Monday, February 4, 2019

Using economics to justify our fears: The case of ageing and holidays

One of the great myths in economics is that there are substantial negative impacts from population ageing. But there is no economic basis for this fear. In fact, it is a good example of how economic reasoning is often used to provide a back-story for our instinct and emotion, rather than as a basis upon which to form a considered view.

For example, in the economic story we tell to justify our fear of ageing we use outdated assumptions about work patterns (over 15 years old is in the workforce, over 65 is not) and often ignore the counterbalancing effect of fewer young children needing care and schooling.

But when it comes to other discussions about policy, such as more public holidays, a shorter working week, or robots taking jobs, we pick a different economic story to make sense of our insecurities about losing our job.

In reality, the economics behind these two views are contradictory, as I will now show.

When it comes to ageing the economic story involves the calamity that might arise if the ratio of working to non-working people in the economy falls (the age dependency ratio). But imagine shifting your focus from this ratio to another ratio, which is the number of working to non-working days in the economy each year (the workday dependency ratio). Both are equivalent ways to conceptually carve up the total work done in the economy—either by people or by time— since Yearly Output = Working People (WP) x Working Days (WD).

In the absence of changing work norms, ageing may reduce output by reducing the first term in this equation as a share of total people. But so too will any policy change that reduces someone's working years of life, such as introducing additional years of schooling.

The number of working days (or even hours) per year is a function of many things, like norms about overtime, limits on weekly hours, weekends, statutory holidays, and more. Changes in these variables can also reduce output if they reduce yearly work time.

According to the Australian Bureau of Statistics, expected ageing in Australia over the next 15 years is likely to increase the age dependency ratio by 18%. This is the ratio that justifies fears about population ageing.

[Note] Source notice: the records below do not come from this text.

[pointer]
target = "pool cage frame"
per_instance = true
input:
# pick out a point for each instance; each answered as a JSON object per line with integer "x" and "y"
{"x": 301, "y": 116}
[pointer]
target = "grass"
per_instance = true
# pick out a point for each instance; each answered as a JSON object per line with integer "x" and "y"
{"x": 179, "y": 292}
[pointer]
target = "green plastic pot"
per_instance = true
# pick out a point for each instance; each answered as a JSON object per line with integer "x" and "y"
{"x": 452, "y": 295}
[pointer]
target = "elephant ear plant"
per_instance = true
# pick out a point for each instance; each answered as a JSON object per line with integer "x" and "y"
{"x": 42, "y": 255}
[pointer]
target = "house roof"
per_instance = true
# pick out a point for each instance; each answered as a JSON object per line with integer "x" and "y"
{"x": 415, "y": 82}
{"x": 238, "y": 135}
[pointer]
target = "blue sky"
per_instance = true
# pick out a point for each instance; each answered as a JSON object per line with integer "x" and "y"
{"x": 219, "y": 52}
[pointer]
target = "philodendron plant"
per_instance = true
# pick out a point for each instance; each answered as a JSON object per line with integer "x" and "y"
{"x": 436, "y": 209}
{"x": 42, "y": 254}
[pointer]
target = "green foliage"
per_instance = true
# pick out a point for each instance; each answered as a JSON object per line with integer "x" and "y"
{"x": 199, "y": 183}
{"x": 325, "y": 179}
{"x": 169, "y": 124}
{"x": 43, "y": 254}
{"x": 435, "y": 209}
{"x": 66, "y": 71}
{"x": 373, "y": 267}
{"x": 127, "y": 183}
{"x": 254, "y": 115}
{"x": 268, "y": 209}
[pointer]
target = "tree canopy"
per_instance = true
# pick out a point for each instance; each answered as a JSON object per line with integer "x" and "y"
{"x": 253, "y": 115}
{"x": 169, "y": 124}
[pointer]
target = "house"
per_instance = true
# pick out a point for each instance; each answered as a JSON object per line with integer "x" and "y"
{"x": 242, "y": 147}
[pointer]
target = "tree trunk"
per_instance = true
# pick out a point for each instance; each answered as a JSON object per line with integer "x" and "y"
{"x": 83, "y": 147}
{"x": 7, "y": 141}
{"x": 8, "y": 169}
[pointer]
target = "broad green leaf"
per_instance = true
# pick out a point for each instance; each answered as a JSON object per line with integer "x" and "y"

But where is the fear about shorter working years? We can, for example, look at what would happen if Australia had the same number of annual vacation days at the UK of 37 compared the current 28. Some sources say that leading the charge of fewer work days are countries such as Austria with 38 vacation days, and out in the lead are Brazil and Sweden with 41 days!






If Australia merely adopted the yearly workdays of the UK then we would increase the workday dependency ratio by 11%. If we went crazy and had six-weeks annual leave and hit the world-leading 41 days paid annual leave, then our workday dependency ratio would increase 16%, or nearly the same as the increase in the dependency ratio that is so feared when it comes to ageing.

If a higher age dependency ratio is a major economic problem, then so too is a higher workday dependency ratio. One cannot be an economic problem if the other is not. I'm not the first to say this. Dean Baker has said it all before.

This is just one example to show how our policy debates are not shaped by raw economic reasoning, but are instead shaped emotions, instinct, and more often than not, by interest groups. Economic reasoning is then used to justify opinions already held, and the economic reasoning used to justify one view need not be consistent with the reasoning used to justify any others. That's just the way human minds work.